Tudo começou com um zumbido.
Moro sozinho nos arredores de uma cidade moribunda no norte do Arizona. O vizinho mais próximo está a cinco milhas. É assim que eu gosto — silencioso, sem perturbações. Sou notívago por hábito, sempre mexendo com rádios amadores antigos no meu barracão, vasculhando o chiado como se pudesse sintonizar Deus.
Naquela noite, não era Deus.
Por volta das 2h13, o chiado no meu receptor mudou para algo rítmico. Um pulso. Suave no início. Depois mais alto. Depois palavras. Não em inglês. Não em nada que eu conhecesse. Apenas uma voz embaralhada repetindo algo, falhando como um CD arranhado...
Eu congelei. O sinal não estava ricocheteando em nada local. Eu tinha o equipamento pra saber — vinha direto do céu. Direto.
As luzes do barracão piscaram. Meu rádio entrou em curto. E então… silêncio. Sem grilos. Sem vento. Nem mesmo o zumbido das linhas de energia na estrada. Era como se o mundo tivesse inspirado e esquecido como expirar.
Então o céu se partiu.
Não era trovão. Não era relâmpago. O maldito céu se partiu. Rachou numa linha irregular de luz — como um espelho quebrado sangrando branco. E daquela fissura, algo deslizou pra fora.
Não consegui ver claramente no começo — apenas movimento. Um brilho, como óleo na água, distorcendo o ar ao redor. Então se solidificou. Alto. Magro. Membros longos demais, como se alguém tivesse esticado um humano até quase quebrar.
Não caminhava.

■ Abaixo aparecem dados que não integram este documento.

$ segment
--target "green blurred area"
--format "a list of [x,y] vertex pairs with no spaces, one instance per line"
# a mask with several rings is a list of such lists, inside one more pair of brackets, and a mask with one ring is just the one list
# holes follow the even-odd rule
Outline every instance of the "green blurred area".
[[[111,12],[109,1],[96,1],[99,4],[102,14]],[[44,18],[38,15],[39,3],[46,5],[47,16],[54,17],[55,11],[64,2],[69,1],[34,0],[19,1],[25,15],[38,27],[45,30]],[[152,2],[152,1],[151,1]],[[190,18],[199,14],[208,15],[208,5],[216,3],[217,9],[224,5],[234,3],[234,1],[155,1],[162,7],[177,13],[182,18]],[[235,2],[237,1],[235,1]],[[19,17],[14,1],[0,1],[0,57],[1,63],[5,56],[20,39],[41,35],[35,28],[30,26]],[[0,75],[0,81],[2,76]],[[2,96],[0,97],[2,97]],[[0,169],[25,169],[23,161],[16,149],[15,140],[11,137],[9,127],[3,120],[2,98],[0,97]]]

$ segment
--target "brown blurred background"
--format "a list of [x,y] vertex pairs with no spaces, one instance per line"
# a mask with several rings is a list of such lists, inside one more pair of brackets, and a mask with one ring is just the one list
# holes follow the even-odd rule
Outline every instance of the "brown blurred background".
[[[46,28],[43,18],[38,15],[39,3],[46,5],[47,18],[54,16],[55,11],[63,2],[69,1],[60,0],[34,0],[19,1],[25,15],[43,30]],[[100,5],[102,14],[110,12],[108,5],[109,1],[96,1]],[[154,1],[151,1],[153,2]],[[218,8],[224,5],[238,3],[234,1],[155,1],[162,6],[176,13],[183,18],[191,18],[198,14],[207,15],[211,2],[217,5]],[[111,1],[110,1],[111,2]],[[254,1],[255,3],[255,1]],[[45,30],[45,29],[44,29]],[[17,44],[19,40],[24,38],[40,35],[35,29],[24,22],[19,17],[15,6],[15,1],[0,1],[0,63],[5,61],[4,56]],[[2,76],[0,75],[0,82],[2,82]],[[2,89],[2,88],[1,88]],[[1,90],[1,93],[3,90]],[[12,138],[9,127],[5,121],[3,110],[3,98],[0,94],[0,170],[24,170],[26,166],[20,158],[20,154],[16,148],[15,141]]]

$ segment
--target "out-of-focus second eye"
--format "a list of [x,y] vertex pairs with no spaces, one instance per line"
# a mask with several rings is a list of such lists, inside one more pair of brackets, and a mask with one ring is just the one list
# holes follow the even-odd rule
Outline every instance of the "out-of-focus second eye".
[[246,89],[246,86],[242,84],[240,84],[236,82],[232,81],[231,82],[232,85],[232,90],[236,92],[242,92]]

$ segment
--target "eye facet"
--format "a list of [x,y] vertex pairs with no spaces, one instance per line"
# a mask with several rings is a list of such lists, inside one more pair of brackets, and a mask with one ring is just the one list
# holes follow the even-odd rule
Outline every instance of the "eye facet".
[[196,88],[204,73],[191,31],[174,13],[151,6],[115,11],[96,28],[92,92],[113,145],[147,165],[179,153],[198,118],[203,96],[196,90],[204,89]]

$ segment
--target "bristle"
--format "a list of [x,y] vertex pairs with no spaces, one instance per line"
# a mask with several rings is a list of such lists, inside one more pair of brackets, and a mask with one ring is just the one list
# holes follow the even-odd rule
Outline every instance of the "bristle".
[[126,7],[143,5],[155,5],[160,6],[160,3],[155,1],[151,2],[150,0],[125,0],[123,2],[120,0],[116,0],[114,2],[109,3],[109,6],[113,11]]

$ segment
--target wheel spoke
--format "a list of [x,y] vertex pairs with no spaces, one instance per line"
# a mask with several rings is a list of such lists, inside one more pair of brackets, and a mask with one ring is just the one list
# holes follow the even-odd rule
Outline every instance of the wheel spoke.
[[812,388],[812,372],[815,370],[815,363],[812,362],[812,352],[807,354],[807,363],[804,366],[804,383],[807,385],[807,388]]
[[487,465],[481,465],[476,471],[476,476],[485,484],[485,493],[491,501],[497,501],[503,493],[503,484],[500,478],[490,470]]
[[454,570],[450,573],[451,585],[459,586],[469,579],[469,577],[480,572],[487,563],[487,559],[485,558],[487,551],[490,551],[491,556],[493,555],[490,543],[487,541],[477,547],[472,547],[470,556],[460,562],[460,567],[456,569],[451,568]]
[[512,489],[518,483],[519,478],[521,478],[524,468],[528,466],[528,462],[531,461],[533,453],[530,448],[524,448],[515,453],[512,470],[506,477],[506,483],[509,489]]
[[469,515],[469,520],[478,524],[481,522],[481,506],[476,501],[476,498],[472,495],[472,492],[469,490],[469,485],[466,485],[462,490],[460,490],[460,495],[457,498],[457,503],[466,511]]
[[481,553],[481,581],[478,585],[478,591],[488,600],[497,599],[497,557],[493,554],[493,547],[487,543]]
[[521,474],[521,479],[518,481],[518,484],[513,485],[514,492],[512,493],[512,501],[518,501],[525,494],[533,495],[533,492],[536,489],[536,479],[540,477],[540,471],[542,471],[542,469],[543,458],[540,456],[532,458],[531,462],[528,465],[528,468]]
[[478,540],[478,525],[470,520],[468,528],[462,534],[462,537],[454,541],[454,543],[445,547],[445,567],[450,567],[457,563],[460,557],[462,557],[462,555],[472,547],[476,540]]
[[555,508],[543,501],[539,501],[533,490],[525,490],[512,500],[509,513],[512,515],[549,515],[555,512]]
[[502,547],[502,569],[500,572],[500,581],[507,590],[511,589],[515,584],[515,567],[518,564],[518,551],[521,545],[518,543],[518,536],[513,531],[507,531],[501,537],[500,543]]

Desdobrava-se.
Eu não me mexi. Não conseguia. Cada instinto me dizia pra não piscar, não respirar. Eu era a presa, e aquela coisa… era a armadilha.
Ela me olhou. Sem olhos, mas eu sabia que olhava. Senti dentro da minha cabeça, como uma agulha fria costurando memórias. Infância. O enterro do meu pai. A primeira vez que beijei uma garota. Tudo isso, peneirado em segundos. Ela me provou.
Então falou — sem boca, sem som. Apenas um pensamento, alto como trovão e escorregadio como óleo.
“Não está pronto.”
Eu desmaiei. Não lembro de cair, mas acordei na terra horas depois, sangue seco ao redor do nariz e das orelhas. Meu relógio estava parado às 2h13. O céu acima estava calmo novamente. Mas havia pegadas. Impressões longas, profundas — com três dedos, como garras — saindo do barracão em direção ao bosque.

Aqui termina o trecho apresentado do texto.